The media, of course, has bought into the shtick because it makes good copy. It was they who created the legend and it was Jackson who eagerly embraced it. Over the years he has given his players weighty books to read (I guarantee they never read past the cover unless it was a comic book and even then it was a 50-50 shot). I remember watching a 60 Minutes segment on Jackson in which, when he wasn’t talking in elliptical nonsense, he was seen going around the locker room sprinkling incense. It is a ritual on Indian reservations in North Dakota, Jackson's native state, which isn't quite the same as a Laker basketball game in Los Angeles. It seemed like such a transparent element to be different, to be unorthodox, when it reeked of narcissistic grandiosity.

Because of the media’s need to create instant heroes and villains, coaches are given far too much credit when the team wins and far too much criticism when the team loses. There would be no talk radio without them.

So the Zen Master is gone. Until he un-retires again because of boredom and missing the klieg lights and having a car trunk still stuffed with incense. And decides to next coach the New York Knickerbockers until he realizes that no amount of incense burning will ever change the most dysfunctional, pathetic and screwed up sports franchise in America.
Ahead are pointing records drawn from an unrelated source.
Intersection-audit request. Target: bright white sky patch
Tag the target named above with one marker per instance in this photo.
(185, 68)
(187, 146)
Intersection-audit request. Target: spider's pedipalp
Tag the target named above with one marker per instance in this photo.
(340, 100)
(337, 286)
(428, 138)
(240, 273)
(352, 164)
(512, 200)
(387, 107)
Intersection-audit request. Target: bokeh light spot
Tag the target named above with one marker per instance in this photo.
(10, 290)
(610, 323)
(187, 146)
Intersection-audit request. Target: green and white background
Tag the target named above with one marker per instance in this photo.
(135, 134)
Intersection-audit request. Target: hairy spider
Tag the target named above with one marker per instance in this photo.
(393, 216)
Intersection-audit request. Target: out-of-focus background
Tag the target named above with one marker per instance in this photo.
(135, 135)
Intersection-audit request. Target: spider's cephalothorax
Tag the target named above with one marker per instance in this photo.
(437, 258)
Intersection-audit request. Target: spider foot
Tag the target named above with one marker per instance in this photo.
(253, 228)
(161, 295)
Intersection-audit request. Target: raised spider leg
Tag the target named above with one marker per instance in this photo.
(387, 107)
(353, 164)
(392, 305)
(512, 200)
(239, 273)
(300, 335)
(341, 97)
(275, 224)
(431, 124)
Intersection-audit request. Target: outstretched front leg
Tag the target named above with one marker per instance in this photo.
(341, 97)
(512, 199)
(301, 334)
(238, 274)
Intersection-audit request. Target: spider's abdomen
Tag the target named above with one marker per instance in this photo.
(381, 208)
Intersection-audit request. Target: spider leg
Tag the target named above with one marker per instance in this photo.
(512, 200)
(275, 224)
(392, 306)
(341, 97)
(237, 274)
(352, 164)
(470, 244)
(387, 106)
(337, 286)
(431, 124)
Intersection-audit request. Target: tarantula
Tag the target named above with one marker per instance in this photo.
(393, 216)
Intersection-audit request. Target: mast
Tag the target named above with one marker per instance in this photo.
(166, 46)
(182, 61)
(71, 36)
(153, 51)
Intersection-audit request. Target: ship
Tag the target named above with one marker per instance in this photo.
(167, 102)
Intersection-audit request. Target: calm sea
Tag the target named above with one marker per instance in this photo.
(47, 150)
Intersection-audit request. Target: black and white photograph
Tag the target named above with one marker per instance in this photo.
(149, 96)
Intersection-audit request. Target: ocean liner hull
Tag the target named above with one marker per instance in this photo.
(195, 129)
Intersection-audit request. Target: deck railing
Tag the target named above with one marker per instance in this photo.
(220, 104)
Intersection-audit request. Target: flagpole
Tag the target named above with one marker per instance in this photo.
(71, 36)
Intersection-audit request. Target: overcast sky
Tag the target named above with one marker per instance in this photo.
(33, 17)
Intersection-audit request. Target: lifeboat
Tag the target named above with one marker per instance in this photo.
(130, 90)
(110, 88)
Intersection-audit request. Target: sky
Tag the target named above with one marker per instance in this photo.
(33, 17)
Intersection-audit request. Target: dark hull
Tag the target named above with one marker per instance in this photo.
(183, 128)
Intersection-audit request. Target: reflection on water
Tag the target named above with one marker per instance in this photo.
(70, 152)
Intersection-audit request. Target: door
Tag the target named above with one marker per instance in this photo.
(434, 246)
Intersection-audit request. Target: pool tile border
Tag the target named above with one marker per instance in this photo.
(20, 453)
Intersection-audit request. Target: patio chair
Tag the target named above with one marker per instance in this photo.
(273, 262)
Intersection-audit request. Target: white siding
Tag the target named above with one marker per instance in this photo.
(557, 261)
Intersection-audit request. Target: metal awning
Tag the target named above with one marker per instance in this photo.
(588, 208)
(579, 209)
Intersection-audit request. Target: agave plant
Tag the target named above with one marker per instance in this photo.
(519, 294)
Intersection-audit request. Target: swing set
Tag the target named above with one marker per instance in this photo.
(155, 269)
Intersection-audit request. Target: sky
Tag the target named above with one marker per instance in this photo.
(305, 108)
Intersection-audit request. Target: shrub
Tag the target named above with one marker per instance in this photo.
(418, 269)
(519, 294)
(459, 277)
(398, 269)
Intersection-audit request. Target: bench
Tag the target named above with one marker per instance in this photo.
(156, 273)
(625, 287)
But Phil Jackson won’t be held responsible. The structural incompetence of the Knicks will be blamed. And Jackson is undoubtedly writing a sequel to his enormously successful Sacred Hoops, this one apparently called Zen and the Art of Making Millions
http://news.yahoo.com/s/dailybeast/20110513/ts_dailybeast/14061_lalakerscoachphiljacksonisoverrated

His native state is Montana. He went to a high school in North Dakota but lived just across the border in Montana the whole time.
 
Since the premise is Jackson only one with super talent...are there examples of teams that didn't win with superior talent? Detroit in the 1970s had Dave Bing and Bob Lanier, both legitimate HOFers and they were pretty bad, however, I am not sure what the rest of the team looked like.
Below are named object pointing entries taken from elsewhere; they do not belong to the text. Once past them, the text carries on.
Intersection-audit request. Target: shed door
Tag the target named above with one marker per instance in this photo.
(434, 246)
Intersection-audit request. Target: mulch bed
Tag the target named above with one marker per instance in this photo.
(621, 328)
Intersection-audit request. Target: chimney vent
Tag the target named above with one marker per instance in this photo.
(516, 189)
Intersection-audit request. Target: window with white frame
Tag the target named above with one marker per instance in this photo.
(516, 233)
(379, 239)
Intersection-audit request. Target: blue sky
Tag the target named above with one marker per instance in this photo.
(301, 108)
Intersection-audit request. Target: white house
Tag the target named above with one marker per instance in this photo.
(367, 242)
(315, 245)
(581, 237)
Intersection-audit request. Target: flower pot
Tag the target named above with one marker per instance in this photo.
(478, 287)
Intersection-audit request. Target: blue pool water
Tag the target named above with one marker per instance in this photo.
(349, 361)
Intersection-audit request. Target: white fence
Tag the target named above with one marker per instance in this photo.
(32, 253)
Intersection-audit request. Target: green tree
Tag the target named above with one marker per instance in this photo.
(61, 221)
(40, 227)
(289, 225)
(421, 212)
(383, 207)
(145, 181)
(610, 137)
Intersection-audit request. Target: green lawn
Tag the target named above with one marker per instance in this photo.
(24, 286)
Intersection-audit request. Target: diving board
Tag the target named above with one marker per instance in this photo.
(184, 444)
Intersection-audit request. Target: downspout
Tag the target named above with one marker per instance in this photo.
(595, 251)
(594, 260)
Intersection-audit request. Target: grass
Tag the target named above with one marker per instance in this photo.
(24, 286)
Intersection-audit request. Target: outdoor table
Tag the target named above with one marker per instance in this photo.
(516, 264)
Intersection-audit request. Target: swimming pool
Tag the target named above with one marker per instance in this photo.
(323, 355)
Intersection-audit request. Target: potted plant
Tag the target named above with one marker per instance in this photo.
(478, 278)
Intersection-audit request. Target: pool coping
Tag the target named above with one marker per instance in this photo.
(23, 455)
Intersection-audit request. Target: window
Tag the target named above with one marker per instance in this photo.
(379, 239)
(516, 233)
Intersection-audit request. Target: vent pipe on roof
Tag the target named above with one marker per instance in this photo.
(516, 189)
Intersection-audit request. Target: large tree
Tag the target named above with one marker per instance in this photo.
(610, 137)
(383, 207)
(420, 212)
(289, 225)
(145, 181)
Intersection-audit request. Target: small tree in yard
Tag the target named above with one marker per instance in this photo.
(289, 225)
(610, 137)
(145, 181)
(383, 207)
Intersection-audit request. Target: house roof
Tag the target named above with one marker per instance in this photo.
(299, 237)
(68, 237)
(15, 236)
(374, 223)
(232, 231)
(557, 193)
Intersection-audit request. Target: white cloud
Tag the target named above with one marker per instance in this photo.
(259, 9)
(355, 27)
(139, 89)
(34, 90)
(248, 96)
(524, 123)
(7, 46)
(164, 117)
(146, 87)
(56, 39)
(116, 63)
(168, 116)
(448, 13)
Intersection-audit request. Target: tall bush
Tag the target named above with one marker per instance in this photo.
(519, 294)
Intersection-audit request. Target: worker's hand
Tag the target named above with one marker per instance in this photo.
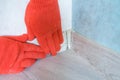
(15, 56)
(43, 21)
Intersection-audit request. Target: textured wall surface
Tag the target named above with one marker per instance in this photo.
(12, 16)
(98, 20)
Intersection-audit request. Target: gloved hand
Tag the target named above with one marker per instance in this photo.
(15, 56)
(43, 21)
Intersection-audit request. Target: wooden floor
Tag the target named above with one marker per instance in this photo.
(85, 61)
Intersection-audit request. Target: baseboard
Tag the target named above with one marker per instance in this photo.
(67, 41)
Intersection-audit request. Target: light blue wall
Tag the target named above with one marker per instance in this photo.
(98, 20)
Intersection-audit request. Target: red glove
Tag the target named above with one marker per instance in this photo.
(16, 56)
(43, 21)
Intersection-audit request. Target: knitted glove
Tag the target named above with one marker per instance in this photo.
(16, 56)
(43, 21)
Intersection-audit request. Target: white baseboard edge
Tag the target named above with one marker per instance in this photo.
(67, 41)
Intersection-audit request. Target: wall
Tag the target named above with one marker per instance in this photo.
(12, 16)
(98, 20)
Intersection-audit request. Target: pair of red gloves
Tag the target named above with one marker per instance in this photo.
(42, 18)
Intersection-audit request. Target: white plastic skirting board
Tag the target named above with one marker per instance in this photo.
(67, 41)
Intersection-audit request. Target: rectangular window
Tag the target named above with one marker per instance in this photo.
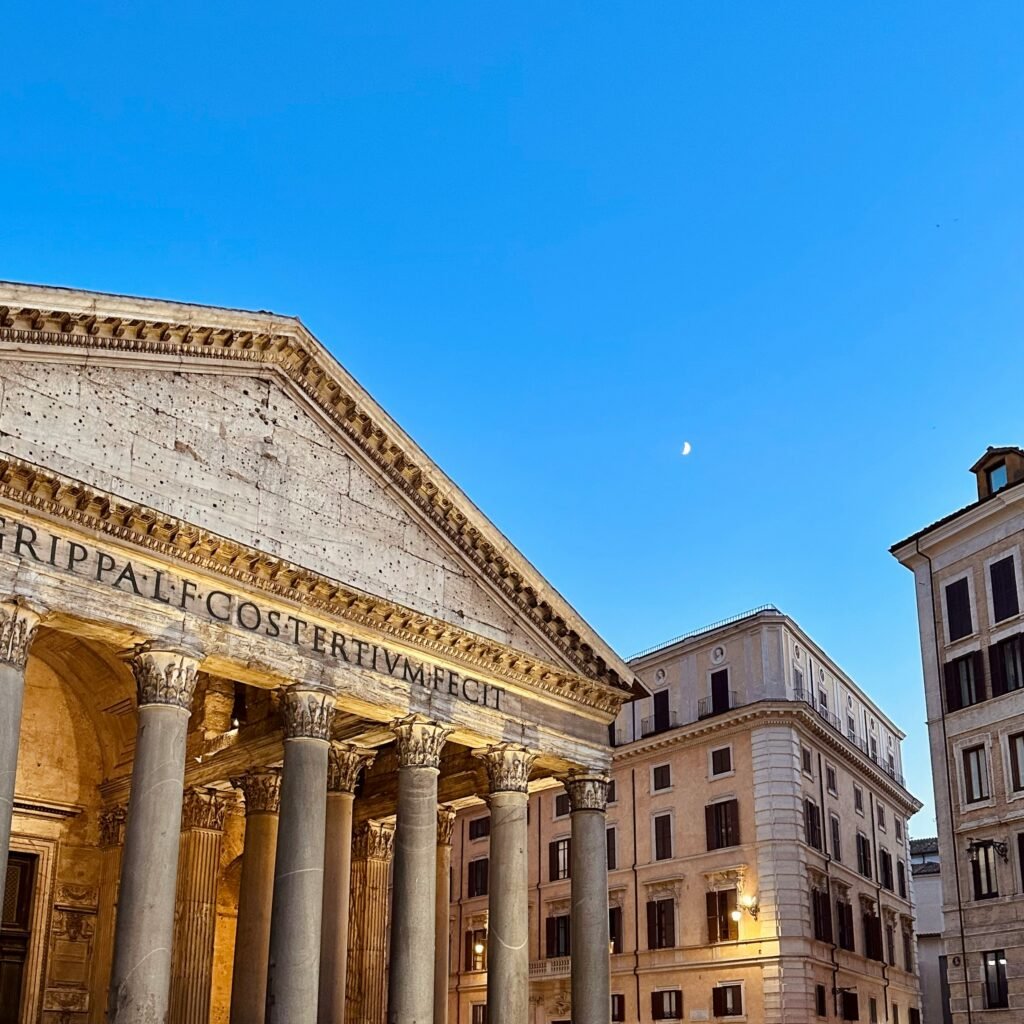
(958, 609)
(975, 774)
(722, 824)
(476, 949)
(965, 681)
(821, 914)
(849, 1007)
(837, 839)
(727, 1000)
(557, 936)
(617, 1008)
(812, 824)
(663, 837)
(1016, 744)
(559, 858)
(844, 921)
(660, 924)
(1006, 662)
(886, 869)
(477, 878)
(863, 855)
(615, 929)
(986, 885)
(721, 927)
(994, 966)
(721, 761)
(1004, 579)
(667, 1006)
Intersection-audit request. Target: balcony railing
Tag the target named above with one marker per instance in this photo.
(658, 723)
(708, 707)
(850, 736)
(555, 967)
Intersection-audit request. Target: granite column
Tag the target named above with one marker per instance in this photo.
(140, 977)
(293, 973)
(411, 981)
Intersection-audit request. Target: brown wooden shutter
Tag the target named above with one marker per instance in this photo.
(979, 675)
(712, 901)
(996, 671)
(710, 826)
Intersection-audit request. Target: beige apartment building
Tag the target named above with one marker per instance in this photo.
(757, 848)
(970, 592)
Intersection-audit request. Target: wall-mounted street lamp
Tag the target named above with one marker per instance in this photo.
(748, 903)
(999, 846)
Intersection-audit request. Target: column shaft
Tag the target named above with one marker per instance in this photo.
(442, 896)
(344, 764)
(17, 628)
(141, 974)
(411, 981)
(589, 915)
(196, 918)
(252, 935)
(293, 974)
(508, 880)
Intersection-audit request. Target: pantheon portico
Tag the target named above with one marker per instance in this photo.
(255, 649)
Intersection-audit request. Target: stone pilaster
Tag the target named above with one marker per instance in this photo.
(345, 761)
(17, 630)
(196, 911)
(442, 899)
(367, 976)
(261, 792)
(411, 982)
(293, 974)
(112, 838)
(508, 915)
(589, 921)
(144, 930)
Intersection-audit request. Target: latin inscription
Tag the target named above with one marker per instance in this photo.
(26, 543)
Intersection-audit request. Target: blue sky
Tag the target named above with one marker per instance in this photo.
(558, 241)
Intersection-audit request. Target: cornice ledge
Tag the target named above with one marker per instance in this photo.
(307, 368)
(62, 498)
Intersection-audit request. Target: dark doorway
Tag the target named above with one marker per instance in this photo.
(14, 933)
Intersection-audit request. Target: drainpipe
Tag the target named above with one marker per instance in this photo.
(949, 784)
(828, 860)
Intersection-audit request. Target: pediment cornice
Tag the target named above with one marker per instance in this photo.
(59, 498)
(284, 345)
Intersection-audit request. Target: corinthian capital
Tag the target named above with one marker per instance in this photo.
(344, 762)
(165, 677)
(420, 741)
(445, 824)
(17, 628)
(588, 791)
(203, 809)
(260, 790)
(307, 713)
(508, 766)
(373, 841)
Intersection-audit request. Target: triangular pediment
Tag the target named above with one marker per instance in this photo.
(244, 425)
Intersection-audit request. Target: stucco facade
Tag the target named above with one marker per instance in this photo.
(774, 739)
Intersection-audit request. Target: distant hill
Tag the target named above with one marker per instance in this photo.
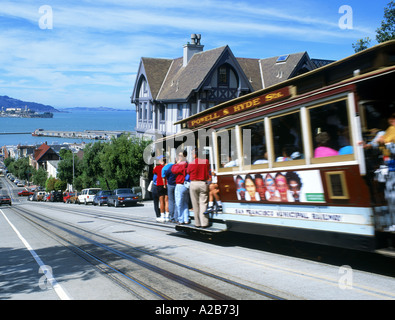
(93, 109)
(8, 102)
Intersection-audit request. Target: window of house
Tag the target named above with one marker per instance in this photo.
(223, 76)
(145, 111)
(227, 149)
(150, 112)
(162, 113)
(179, 111)
(254, 143)
(330, 131)
(287, 139)
(140, 111)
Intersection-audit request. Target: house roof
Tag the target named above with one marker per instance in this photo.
(156, 70)
(179, 83)
(168, 79)
(41, 151)
(275, 72)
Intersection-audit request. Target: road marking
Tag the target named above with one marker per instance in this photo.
(47, 272)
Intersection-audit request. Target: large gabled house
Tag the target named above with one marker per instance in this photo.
(168, 90)
(41, 155)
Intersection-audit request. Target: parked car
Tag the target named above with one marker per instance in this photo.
(123, 196)
(74, 199)
(25, 193)
(101, 197)
(87, 195)
(67, 196)
(55, 196)
(5, 200)
(39, 196)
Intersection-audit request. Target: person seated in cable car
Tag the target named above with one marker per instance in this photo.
(323, 146)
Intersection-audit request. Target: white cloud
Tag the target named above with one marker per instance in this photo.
(94, 48)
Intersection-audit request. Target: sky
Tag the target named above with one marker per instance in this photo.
(86, 53)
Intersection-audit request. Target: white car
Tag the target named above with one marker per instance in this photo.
(87, 195)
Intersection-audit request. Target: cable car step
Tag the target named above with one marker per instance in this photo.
(213, 228)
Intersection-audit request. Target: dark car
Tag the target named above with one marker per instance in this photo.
(25, 193)
(67, 196)
(122, 196)
(55, 196)
(101, 197)
(5, 200)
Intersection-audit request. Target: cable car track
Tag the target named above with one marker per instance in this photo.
(100, 254)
The knock in the 1960s was West and Baylor couldn't get past the Celtics (who were more loaded). I always felt the early 1980s Sixers should have won more titles with Erving, Malone, Jones, Cheeks and Toney. Again, you can point to the Celtics at that time as well.
 
Derek Fisher has 5 rings...so by the Phil-o-meter, he must be one of the all-time greatest guards.
 
Piotr Rasputin said:
TigerVols said:
Derek Fisher has 5 rings...so by the Phil-o-meter, he must be one of the all-time greatest guards.
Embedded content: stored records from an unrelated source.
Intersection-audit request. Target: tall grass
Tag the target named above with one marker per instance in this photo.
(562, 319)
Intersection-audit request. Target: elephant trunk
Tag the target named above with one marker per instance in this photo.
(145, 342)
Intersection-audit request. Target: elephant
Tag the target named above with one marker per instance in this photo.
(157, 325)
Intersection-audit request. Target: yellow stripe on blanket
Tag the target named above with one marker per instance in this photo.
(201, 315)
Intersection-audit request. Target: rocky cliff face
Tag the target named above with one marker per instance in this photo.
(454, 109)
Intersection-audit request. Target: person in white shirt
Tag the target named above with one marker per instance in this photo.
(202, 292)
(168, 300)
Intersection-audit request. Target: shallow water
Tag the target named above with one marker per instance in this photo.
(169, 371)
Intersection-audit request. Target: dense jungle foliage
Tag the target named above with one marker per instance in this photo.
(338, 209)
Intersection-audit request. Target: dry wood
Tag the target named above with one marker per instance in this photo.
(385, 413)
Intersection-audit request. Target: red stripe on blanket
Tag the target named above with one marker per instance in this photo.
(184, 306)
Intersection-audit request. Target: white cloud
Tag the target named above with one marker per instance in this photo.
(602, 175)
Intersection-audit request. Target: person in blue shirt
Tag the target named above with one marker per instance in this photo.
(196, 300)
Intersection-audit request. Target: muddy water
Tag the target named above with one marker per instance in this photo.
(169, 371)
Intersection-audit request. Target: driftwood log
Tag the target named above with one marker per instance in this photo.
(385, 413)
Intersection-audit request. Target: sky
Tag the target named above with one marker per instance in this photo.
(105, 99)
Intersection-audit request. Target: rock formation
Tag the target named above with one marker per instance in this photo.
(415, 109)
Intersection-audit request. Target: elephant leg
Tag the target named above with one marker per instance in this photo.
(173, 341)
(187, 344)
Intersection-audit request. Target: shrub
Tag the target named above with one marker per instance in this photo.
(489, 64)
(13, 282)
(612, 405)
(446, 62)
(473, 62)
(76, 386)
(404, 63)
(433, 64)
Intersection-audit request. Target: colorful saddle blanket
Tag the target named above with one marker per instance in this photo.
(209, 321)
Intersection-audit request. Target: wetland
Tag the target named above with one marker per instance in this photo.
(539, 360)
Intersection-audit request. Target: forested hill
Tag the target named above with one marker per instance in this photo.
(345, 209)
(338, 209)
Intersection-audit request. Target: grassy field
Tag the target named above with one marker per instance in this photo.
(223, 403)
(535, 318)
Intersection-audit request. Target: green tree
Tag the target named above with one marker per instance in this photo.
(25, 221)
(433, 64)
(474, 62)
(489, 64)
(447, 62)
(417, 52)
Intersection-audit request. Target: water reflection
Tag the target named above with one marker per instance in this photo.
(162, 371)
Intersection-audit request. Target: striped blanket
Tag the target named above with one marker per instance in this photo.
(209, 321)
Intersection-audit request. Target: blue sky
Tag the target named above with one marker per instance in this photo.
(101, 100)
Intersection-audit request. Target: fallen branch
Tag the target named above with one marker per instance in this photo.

Norm Stewart's lack of a single Final Four makes him a **** coach.

Come on, now.

I wouldn't say ****, but it keeps him out of the "all-time greats" conversation.

I think Scot Pollard is awesome and I get what he's saying to a degree, but I can't really agree. Great coaches are great when they put themselves in the right situation. Phil Jackson is great at coaching teams with players like Michael Jordan, Kobe, etc. I don't know if, say, Adolph Rupp would have been, but they are both great coaches.

If I was looking for a guy to make a losing team a playoff team, I'd probably take Larry Brown over Phil Jackson. If I've got three hall-of-famers I'd go the other way around.
 
It's a superstar league and there have been a lot of coaches who proved they can't handle superstars. I don't know how much psychology it took, but getting two titles after the Kobe-Shaq feud went nuclear, and then steering the team to the finals during Kobe's year in the court system, was some legit coaching.

I guess Red Auerbach is everyone's definition of greatest coach ever, he is before my time but isn't he more like greatest personnel man ever? I don't know who could have lost with the teams he put together.